# Instant Pay Failed



## Savvy (Jun 19, 2017)

I'm sure this has been posted previously, but has anyone had instant pay fail suddenly, twice, and received an actual reason? It's definitely not a max deposit on my debit card issue and my card still works. I really hate Uber today. If I had the opportunity to push them off the cliff they're hanging on, I'd take it. I cannot wait for the day I no longer need this poor excuse for a second job.

Thank you for letting me vent. My main question is, when will I get those deposits? I'm pretty convinced this is Uber's way of getting me to order that stupid Wal-Mart card. Just, no.
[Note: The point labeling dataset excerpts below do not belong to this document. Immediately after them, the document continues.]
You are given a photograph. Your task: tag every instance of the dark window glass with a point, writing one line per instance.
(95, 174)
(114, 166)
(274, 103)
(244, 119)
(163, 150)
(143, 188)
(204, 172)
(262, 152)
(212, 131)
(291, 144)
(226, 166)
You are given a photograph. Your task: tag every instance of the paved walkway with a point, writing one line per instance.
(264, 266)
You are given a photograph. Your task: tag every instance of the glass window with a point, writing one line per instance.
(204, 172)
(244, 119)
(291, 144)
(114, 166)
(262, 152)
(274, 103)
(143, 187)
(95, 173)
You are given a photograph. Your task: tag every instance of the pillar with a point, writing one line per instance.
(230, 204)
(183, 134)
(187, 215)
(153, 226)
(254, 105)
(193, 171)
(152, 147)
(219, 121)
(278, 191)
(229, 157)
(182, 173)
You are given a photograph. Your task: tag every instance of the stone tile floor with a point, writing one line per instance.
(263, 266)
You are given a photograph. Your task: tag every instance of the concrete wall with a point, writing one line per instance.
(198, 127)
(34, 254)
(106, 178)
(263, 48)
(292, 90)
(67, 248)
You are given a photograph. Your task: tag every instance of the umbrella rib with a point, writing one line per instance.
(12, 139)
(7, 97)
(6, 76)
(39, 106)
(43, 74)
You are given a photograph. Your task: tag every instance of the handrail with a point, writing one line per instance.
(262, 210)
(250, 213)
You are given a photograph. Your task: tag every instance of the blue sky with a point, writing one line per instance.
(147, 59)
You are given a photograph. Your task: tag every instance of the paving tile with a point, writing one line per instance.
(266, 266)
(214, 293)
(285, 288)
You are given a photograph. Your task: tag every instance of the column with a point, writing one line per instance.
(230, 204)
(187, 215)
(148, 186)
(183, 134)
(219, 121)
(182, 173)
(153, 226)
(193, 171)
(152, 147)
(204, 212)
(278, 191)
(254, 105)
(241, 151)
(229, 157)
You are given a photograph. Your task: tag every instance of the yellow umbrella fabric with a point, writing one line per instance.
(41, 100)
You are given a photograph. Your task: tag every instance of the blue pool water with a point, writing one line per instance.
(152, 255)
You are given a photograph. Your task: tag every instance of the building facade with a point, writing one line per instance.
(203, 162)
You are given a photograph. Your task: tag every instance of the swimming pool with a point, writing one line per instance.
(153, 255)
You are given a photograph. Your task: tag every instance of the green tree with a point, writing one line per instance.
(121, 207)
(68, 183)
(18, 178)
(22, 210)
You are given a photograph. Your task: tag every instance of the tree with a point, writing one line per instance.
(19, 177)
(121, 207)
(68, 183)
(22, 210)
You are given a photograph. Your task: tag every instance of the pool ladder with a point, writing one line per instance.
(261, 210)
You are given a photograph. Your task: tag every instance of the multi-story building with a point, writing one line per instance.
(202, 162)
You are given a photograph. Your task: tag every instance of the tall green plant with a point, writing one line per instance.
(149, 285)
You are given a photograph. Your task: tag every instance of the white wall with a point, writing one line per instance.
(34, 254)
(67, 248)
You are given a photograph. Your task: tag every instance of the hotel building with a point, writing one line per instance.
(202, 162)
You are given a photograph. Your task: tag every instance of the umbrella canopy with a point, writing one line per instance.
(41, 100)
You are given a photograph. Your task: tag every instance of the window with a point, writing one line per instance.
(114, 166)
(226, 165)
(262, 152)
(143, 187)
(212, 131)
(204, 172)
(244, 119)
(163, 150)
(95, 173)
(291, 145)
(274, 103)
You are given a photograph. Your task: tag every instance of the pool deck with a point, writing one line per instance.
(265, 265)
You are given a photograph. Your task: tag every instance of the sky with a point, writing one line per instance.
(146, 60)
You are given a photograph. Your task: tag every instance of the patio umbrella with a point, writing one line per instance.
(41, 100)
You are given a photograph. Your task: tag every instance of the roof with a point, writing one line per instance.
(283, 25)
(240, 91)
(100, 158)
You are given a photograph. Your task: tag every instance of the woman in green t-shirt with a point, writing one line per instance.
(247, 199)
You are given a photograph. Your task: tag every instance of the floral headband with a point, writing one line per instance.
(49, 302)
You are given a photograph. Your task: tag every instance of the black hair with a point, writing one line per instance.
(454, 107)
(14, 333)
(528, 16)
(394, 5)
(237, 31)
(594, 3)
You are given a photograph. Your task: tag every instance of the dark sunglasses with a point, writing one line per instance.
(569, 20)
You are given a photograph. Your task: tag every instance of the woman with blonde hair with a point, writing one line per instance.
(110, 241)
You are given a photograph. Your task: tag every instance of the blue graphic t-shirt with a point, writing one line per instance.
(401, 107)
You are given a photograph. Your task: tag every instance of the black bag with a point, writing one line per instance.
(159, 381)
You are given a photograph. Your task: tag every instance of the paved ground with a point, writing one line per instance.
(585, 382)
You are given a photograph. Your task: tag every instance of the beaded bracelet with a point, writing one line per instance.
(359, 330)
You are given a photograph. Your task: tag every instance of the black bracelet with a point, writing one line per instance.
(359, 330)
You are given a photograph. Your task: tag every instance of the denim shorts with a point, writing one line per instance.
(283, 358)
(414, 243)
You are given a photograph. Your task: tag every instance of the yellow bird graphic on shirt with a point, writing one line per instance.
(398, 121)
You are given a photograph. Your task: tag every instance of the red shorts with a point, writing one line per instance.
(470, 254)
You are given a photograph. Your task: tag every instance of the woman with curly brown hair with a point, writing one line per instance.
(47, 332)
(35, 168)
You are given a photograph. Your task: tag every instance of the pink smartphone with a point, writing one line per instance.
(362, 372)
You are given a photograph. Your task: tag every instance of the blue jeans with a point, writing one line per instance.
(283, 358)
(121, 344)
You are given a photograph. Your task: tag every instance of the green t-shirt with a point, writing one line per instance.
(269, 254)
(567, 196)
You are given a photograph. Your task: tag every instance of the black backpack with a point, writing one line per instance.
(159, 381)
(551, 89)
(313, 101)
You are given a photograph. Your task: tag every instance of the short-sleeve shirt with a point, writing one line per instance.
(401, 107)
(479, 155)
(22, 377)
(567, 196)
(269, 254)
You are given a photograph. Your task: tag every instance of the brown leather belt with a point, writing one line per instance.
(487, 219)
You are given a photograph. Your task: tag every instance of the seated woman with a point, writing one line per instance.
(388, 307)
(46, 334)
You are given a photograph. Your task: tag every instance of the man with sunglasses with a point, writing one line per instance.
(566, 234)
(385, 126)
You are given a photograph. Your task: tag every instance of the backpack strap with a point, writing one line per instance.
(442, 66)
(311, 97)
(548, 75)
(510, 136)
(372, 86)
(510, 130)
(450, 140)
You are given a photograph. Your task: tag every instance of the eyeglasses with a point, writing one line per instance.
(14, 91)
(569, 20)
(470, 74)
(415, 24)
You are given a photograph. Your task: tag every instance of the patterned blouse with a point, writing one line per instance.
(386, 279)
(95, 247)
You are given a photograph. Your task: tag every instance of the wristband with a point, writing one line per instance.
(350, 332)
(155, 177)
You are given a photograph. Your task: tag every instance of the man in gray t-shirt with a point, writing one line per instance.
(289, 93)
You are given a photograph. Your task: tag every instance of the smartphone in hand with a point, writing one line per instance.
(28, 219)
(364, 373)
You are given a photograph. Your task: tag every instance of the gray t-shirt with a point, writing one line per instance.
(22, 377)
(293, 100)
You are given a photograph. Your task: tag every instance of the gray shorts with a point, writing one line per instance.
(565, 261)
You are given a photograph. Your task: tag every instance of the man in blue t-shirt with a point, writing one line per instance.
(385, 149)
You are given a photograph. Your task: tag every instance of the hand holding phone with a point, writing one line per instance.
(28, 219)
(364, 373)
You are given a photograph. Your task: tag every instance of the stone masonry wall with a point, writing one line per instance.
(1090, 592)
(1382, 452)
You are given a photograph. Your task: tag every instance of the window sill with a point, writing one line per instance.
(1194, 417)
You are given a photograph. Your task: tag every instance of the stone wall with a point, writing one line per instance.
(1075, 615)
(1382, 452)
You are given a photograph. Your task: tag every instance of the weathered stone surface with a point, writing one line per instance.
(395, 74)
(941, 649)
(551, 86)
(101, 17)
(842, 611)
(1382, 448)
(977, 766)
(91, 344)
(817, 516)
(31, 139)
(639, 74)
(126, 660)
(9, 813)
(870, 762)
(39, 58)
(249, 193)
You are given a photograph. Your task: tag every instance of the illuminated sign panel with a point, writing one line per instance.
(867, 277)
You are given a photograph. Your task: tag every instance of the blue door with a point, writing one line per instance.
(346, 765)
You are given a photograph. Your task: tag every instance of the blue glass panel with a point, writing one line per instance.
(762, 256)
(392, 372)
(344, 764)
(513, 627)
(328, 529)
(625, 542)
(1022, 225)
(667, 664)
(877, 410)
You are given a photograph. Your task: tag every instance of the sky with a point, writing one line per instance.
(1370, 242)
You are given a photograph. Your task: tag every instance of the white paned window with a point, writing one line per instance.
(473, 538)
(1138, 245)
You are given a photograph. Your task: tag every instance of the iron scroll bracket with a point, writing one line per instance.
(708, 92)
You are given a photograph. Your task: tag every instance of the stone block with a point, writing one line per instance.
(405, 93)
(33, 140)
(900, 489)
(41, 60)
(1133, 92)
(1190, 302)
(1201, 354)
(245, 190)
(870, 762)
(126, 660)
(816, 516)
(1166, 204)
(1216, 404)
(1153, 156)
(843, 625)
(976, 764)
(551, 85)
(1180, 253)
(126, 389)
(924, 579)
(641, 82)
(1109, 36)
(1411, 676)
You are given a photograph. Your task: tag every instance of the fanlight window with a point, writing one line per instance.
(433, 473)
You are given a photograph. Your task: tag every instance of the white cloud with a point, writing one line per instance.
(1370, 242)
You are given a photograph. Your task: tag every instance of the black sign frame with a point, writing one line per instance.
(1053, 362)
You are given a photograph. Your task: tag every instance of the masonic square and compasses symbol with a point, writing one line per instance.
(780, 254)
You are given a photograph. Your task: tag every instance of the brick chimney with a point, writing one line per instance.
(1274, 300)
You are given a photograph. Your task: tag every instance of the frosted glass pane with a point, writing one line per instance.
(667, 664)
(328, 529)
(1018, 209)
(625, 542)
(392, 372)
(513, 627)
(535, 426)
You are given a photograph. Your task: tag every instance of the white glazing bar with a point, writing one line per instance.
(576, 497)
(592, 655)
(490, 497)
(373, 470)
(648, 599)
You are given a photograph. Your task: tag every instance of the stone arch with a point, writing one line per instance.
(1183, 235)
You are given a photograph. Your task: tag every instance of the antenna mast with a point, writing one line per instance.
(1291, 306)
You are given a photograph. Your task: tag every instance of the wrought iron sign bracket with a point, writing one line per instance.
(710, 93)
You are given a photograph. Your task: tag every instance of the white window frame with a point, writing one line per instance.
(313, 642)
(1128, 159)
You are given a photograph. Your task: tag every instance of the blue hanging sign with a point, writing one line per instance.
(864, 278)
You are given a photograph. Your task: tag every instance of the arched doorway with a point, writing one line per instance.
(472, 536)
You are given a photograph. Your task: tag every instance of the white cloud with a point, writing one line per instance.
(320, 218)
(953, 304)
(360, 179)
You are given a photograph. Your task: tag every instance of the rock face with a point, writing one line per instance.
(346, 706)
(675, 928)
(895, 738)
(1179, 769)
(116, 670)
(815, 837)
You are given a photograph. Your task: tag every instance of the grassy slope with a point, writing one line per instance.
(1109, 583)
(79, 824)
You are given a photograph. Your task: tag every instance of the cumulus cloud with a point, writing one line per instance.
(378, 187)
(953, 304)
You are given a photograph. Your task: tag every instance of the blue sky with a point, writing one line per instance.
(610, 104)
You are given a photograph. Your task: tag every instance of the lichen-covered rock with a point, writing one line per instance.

Any insight would be awesome. Minus responses involving how awesome Go Bank is and ask my bank. I used to work for my bank.


----------



## SurgeWarrior (Jun 18, 2016)

I used mine about an hour ago..was slow like 30 seconds but otherwise normal.


----------



## Savvy (Jun 19, 2017)

I uploaded a different debit card and it worked. But that's not my main account. As in, not my bill paying account. Maybe it's the universe telling me to move on...


----------



## Salah Deaibes (Jun 5, 2017)

Go bank is Uber and Goldman Sachs together it works in a second when you transfer a money from Uber


----------



## Savvy (Jun 19, 2017)

Salah Deaibes said:


> Go bank is Uber and Goldman Sachs together it works in a second when you transfer a money from Uber


I'm pretty sure Goldman Sachs hasn't stooped that low. They do have a product called GS Bank, not to be confused with the Wal-Mart "Go Bank" money card.


----------



## SurgeWarrior (Jun 18, 2016)

Savvy said:


> I'm pretty sure Goldman Sachs hasn't stooped that low. They do have a product called GS Bank, not to be confused with the Wal-Mart "Go Bank" money card.


What pisses me off is that the instant pay defaults back to Go Bank..just DOUBLE CHECK where the money is headed before you hit confirm.


----------



## Fuber in their faces (Feb 19, 2017)

Well i just had an instant pay deposit fail thru the uber debit card with goBank. They told me to make sure it doesnt happen again i need to upload a FOURTH debit card from a FOURTH financial institution. My response was "**** you that is your card you charge me extra if i dont use." Will let ya know what happens


----------



## Ubertimes (Apr 30, 2016)

Fails seem to occur 
From
2:30 am till 5am


----------



## Fuber in their faces (Feb 19, 2017)

This was at 930 pm last night


----------



## Dave2016 (Jul 16, 2017)

I used instant pay once ant took over 3 weeks and dozens of emails they said it was put on my debit card but that debit card is only connected to my checking acct and it wasn't there. Took screen shots of my statements and A lot of b's. B's. B's. From uber till I finally snapped on them and it was in the app the following day. 3 damn weeks. Instant pay my ass


----------